Make sure you are clear about your use of terms (SAP terminology) when speaking with ABAB developers in your role as the SAP Translation Coordinator!
Source language & target language
Translations are always from a source language to a target language.
The language in which the developers work (original language of an object). It can be identical to the source language of a translation, but it doesn’t have to be.
If objects are to be translated into a target language from a source language other than the one in which the objects were developed, you need to wait until the translation into the source language is available.
A graph reflects different combinations of original language, source language, and target language. All of these so called translation directions are grouped together in a translation graph. Worklist runs for translation can only be generated when proper translation graphs have been defined.
Collections are used to group objects that belong together logically. In the ABAP environment, a package is automatically assigned to a collection. Collection = development class (4.6c) or package (NW 6x).
Note: the term “Collection” in the translation environment is not the same as in the development environment
Texts (UI elements) are assigned to particular object types. An object type indicates where and how these texts are used.
Examples: Menu entry, program texts, Messages, …
Object list, evaluation
Object lists, which are not language-dependent, contain a subgroup of all objects in the system that can be translated. You set various parameters to determine which objects are included in an object list, in accordance with your translation objectives. The objects which are included in the object list build the basis of language-dependent Evaluations.

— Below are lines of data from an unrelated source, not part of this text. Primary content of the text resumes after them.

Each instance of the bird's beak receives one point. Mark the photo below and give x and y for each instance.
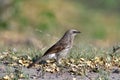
(77, 32)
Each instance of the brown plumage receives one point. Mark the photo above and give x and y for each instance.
(60, 49)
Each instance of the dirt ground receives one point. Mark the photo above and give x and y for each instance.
(35, 74)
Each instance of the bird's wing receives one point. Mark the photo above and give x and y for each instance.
(56, 48)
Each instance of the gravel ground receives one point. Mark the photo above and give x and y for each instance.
(34, 74)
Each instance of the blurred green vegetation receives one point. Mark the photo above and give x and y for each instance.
(96, 19)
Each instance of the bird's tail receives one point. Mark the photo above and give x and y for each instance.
(41, 60)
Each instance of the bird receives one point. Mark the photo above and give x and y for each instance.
(60, 49)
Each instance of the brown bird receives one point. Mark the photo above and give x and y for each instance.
(60, 49)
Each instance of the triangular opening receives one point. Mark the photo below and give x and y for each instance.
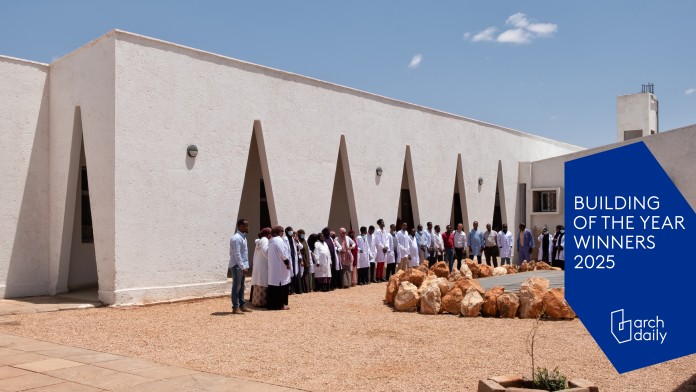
(256, 202)
(408, 203)
(342, 212)
(459, 212)
(499, 211)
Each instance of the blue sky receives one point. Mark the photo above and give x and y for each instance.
(552, 68)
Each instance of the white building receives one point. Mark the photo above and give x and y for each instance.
(99, 188)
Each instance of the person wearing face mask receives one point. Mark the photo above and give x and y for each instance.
(306, 261)
(505, 243)
(294, 260)
(560, 251)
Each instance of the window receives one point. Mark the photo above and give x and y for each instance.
(545, 200)
(87, 232)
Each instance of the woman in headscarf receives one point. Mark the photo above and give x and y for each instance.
(278, 271)
(259, 273)
(354, 252)
(346, 257)
(335, 277)
(322, 258)
(306, 261)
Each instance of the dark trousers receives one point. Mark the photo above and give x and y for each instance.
(491, 253)
(277, 296)
(363, 275)
(391, 270)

Those Evaluations are used to create the global worklist.
A list of objects available for translation of a target language. Worklists can be created based on object lists, collections or transport requests. They are target language dependent. Two types of worklists exist: global and personal.
Short texts, long texts
Short texts are strings appearing on the UI directly. A short text can be a single string or a group of strings (e.g. if a sentence is splitted to multiple strings). Long texts are objects which are not appearing on the UI directly. They contain more lines belonging together (e.g. F1-help texts, forms, dialog texts).